On est immergé dans ces lieux où une porte sur le lointain passé semble restée ouverte.

Deux victimes jamais réclamées, recouvertes d'une peau de mouton et d'un masque de taureau, une jeune femme disparue...
Ce roman, c'est une ambiance ésotérique, sépulcrale, toute une atmosphère de mystère, et l'histoire d'une terre qui n'a pas coupé les liens avec son lointain passé.

Des chapitres courts qui donnent un rythme alerte, un belle écriture, des personnalités intéressantes, ou exaspérantes, des flics obsessionnels hantés par les victimes, une enquête étalée sur des décennies, ce roman vous attrape et ne vous lâche plus. Un récit humainement très puissant par certains aspects. Captivant, enrichissant, instructif, ce fut une très belle découverte à travers ce noir périple historico-touristique d'un genre très spécial car le thème est extrêmement macabre, et 
Piergiorgio Pulixi nous emmène sur plusieurs pistes. Eh oui, c'est un polar !... qui se dévore !

 

Citations :

Page 24 : Partout règne un silence pénétrant. L’homme ne cherche pas à dominer la nature car il la craint. C’est une peur inscrite dans son sang, fille d’époques révolues. Il sait d’instinct que la nature gouverne le destin des hommes et des animaux, et il apprend vite à connaître et à traduire tous les faits naturels qui l’entourent, car, aussi étrange que cela puisse paraître, ce silence parle. Il instruit et met en garde. Il conseille et dissuade. Et malheur à celui qui ne témoigne pas la déférence attendue.

 

Page 48 : Le lien qui se tisse entre l’enquêteur et la victime d’un homicide est sacré. Il transcende la simple bureaucratie, les comptes rendus d’enquête, les rapports d’autopsie, les pièces à fournir au magistrat. Il devient quelque chose de beaucoup plus intime. Dans l’éventualité où l’affaire n’est pas résolue et où le bourreau reste en liberté, ce lien sacré, indissoluble, peut se muer en une obsession éreintante, impossible à fuir.

 

Page 194 : « On ne surmonte pas la douleur en l’éludant, mais en la traversant », lui avait répété son psy jusqu’à l’écœurement.

 

Page 260 : — Pauvre petite. Tes anciens collègues, ils sont comment ? C’est des gens sérieux ?

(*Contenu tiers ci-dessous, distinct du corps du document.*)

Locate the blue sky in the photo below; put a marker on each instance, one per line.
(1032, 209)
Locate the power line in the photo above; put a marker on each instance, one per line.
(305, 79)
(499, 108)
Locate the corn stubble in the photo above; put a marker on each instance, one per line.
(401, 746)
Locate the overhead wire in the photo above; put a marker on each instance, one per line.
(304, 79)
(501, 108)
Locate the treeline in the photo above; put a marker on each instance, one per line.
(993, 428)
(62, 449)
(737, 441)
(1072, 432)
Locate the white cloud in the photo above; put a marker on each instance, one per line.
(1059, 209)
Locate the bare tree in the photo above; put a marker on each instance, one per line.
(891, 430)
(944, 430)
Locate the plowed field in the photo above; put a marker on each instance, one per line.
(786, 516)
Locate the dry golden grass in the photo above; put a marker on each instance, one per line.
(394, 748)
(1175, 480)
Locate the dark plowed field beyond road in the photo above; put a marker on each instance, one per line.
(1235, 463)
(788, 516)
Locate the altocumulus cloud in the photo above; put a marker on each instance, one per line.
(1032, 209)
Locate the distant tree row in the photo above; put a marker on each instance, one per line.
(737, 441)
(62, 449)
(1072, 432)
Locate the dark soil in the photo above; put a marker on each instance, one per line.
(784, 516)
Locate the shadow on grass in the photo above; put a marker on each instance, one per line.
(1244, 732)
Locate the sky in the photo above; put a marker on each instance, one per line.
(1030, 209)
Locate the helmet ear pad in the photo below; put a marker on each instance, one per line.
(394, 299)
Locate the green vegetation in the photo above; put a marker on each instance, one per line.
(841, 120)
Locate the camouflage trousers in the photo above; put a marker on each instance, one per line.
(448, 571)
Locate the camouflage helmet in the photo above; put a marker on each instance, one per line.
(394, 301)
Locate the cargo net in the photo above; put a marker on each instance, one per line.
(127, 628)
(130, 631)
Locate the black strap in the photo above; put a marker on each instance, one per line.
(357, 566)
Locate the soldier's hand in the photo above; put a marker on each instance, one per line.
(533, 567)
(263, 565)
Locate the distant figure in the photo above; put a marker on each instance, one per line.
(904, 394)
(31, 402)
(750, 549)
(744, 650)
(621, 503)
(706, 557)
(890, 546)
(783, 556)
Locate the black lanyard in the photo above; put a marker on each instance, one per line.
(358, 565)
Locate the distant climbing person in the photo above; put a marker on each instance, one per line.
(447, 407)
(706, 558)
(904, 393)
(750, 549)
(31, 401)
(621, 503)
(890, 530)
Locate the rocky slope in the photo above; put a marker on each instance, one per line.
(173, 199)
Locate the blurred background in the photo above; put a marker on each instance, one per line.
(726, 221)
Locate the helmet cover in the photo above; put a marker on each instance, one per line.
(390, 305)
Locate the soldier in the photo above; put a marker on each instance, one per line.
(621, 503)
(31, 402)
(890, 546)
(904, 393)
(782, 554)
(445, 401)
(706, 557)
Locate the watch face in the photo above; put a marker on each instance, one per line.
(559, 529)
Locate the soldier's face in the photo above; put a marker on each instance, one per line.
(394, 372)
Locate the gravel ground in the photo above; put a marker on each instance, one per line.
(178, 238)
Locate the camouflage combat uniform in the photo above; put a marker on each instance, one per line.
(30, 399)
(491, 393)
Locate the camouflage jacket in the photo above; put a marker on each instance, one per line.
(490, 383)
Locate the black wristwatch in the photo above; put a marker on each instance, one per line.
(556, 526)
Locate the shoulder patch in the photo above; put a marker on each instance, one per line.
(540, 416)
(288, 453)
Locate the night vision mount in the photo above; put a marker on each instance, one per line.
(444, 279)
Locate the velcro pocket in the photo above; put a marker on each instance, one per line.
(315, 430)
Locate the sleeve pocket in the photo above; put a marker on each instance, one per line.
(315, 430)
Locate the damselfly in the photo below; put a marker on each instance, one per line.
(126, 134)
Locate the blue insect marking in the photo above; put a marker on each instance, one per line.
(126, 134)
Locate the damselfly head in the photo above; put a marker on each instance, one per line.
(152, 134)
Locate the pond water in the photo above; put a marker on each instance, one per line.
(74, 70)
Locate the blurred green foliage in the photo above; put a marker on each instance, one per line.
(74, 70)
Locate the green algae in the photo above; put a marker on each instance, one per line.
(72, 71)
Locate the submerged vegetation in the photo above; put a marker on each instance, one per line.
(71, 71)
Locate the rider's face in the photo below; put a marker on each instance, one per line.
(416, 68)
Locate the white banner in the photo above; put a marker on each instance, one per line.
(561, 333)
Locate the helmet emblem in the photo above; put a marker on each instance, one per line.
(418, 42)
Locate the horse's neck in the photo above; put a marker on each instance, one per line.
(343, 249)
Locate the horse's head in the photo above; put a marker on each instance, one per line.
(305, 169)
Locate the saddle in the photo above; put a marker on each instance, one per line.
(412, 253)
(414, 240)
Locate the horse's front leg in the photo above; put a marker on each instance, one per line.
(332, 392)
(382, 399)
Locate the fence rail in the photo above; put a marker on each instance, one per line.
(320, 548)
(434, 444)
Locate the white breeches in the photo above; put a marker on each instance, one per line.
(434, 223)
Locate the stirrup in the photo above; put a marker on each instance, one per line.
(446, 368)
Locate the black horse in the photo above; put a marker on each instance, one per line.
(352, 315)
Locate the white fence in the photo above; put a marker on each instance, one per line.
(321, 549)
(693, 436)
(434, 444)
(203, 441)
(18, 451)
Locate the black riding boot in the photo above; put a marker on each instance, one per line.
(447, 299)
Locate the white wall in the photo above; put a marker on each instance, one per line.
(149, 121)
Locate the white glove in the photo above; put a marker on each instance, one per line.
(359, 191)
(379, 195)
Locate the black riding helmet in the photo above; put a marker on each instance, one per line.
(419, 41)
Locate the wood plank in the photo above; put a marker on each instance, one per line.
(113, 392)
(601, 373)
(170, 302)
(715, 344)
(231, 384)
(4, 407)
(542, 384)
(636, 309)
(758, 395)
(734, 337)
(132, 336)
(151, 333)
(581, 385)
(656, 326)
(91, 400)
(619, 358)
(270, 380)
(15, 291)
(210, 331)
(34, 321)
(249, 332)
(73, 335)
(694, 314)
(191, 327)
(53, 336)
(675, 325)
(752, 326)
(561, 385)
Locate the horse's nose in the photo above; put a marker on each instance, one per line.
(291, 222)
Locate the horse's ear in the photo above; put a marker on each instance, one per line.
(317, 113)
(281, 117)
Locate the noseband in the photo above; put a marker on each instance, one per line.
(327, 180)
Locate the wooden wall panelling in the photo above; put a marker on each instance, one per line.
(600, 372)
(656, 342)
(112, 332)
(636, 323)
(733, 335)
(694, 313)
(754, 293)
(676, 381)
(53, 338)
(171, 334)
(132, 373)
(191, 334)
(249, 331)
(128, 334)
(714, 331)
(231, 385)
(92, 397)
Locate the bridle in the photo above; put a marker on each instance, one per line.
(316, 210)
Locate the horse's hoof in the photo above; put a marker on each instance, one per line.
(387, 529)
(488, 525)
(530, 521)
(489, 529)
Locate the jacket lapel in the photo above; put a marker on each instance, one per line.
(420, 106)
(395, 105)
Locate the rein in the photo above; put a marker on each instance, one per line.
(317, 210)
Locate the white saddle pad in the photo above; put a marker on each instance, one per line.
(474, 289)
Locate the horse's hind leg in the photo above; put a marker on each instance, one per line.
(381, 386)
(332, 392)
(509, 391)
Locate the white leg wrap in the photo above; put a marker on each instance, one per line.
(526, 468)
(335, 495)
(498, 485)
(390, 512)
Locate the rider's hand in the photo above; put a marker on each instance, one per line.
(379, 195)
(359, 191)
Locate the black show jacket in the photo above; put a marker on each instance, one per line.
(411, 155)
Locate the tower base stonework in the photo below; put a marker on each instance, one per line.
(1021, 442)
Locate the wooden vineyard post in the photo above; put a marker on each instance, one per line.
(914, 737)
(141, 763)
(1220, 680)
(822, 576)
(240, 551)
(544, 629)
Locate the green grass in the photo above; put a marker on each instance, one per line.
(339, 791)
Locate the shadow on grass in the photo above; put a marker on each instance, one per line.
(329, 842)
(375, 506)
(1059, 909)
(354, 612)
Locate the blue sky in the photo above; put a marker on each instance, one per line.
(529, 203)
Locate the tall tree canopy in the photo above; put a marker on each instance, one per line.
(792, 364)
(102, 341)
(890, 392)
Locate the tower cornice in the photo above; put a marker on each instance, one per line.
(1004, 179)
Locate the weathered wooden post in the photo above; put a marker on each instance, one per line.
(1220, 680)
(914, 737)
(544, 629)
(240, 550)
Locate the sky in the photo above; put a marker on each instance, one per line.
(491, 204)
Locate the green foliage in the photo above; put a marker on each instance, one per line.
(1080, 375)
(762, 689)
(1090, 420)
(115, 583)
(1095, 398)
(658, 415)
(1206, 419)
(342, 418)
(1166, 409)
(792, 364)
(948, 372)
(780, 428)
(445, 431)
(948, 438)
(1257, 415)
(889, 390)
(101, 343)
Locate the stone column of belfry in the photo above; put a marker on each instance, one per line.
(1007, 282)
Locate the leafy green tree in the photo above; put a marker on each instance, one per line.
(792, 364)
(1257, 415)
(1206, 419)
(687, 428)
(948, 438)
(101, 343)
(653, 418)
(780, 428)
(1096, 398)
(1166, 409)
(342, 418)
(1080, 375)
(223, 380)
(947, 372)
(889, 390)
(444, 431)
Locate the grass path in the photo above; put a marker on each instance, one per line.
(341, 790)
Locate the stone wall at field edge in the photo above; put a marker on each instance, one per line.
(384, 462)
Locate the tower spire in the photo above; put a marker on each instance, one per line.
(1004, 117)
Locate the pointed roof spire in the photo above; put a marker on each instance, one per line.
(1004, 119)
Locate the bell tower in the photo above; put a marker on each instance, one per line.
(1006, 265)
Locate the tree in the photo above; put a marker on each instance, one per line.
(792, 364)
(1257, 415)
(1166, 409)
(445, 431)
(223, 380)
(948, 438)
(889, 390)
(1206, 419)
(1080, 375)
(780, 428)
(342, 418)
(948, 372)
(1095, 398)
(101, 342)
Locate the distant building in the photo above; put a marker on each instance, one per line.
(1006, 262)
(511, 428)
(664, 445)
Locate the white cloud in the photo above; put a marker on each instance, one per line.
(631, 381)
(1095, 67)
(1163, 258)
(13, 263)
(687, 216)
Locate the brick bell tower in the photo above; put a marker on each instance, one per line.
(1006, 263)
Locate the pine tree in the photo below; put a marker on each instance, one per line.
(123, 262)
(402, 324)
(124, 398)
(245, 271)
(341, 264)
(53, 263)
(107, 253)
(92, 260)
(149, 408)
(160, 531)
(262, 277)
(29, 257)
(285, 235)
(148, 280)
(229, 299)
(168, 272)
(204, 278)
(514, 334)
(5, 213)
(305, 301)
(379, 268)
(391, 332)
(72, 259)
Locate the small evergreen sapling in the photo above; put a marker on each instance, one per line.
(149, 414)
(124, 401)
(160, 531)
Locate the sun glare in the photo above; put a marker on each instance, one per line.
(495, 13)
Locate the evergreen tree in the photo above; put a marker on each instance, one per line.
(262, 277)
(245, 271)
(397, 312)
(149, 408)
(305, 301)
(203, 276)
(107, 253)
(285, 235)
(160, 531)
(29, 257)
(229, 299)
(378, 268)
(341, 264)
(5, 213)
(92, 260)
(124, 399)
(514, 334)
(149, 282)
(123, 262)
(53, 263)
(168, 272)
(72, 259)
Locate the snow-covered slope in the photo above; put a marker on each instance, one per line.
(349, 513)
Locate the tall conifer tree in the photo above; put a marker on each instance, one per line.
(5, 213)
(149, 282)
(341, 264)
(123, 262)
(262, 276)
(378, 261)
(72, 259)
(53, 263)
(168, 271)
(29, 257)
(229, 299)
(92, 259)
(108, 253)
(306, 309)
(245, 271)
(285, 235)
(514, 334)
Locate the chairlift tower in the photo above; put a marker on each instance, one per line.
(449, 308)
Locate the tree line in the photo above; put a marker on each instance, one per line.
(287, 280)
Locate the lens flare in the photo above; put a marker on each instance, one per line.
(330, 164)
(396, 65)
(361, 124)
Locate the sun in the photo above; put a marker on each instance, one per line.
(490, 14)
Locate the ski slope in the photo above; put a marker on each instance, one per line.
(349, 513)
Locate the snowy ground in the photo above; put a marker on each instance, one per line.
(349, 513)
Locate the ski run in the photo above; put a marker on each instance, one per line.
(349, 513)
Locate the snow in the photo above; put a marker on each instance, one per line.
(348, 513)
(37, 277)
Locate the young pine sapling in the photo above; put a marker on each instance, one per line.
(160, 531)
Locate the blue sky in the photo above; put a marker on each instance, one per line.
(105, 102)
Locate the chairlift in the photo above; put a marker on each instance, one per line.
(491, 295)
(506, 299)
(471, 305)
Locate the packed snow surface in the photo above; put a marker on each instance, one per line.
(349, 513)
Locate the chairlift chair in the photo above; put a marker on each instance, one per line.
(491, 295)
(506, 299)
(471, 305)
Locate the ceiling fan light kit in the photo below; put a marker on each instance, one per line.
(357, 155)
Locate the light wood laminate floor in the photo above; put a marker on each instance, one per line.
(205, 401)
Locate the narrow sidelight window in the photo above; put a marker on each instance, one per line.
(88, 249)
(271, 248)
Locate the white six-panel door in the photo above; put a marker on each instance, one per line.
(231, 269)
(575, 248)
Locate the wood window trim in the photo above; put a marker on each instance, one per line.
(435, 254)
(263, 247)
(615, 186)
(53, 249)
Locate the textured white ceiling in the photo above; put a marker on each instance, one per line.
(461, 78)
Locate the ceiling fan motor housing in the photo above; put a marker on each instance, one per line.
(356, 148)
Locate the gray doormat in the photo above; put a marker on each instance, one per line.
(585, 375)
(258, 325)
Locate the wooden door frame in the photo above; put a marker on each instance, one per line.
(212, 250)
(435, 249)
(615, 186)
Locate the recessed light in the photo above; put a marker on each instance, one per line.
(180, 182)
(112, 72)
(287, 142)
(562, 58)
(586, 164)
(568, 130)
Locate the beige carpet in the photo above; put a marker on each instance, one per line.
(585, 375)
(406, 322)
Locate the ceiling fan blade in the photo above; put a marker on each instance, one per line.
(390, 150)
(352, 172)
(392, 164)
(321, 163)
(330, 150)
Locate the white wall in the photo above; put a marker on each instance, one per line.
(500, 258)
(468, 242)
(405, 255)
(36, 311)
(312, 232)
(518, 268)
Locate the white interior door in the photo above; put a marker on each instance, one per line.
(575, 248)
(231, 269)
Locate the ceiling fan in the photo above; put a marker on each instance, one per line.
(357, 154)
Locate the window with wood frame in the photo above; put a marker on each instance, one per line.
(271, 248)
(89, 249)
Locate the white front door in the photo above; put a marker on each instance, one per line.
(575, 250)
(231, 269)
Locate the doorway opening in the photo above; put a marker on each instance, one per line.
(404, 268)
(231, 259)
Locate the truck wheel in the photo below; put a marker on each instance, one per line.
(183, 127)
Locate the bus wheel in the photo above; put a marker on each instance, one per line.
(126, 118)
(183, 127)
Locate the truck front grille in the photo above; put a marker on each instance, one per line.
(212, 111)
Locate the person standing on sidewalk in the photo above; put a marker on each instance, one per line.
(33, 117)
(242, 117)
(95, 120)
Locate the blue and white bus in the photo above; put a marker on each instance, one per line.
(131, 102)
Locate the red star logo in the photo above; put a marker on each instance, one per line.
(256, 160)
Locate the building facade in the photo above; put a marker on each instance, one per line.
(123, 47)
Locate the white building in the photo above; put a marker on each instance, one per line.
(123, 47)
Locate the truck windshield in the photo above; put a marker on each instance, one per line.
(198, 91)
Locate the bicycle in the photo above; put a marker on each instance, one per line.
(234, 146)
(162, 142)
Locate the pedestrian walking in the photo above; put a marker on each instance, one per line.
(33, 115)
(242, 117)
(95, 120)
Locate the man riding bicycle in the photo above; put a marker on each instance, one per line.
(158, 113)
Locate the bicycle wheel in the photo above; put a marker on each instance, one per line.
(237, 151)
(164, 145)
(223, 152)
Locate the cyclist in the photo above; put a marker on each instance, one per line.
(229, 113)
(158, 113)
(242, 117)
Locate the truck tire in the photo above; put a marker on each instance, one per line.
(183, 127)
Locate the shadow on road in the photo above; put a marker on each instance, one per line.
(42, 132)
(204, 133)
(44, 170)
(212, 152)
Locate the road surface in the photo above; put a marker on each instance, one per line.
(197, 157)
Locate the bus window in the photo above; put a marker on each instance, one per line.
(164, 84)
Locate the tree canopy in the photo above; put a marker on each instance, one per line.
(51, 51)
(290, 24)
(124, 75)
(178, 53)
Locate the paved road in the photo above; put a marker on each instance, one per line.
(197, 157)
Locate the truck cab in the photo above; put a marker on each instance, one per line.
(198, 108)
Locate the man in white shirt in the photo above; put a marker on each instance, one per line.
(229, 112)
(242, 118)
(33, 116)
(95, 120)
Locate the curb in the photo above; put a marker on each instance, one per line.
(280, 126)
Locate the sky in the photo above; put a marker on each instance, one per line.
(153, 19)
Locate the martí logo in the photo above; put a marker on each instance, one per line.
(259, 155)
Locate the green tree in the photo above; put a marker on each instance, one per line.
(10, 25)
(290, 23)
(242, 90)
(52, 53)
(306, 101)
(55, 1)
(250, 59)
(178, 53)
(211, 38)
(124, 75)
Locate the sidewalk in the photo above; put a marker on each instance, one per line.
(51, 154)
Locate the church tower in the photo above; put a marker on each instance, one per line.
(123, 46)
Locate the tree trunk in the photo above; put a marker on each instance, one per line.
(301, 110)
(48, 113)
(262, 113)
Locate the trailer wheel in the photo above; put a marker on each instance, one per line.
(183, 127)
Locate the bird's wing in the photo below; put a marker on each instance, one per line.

C’est une bande de têtes de nœuds machistes, gonflés de testostérone et pétris de préjugés.

 

Page 427 : Toutes les affaires d’homicides ne sont pas identiques. Certaines te collent à la peau pour toujours. Tu les portes en toi comme des cicatrices. Au bout de quelques années, elles cessent de te faire mal et tu n’y prêtes plus attention. Elles deviennent une partie de toi. Le tissu cicatriciel s’atténue au point que tu finis par ignorer sa présence. Mais il suffit d’un détail, d’une odeur, d’un regard ou d’un mot pour réinfecter la plaie, pour rouvrir la boite de Pandore que tous les enquêteurs ou presque gardent en eux, laissant libre cours à des souvenirs corrosifs et à une culpabilité aussi sournoise que des parasites intestinaux.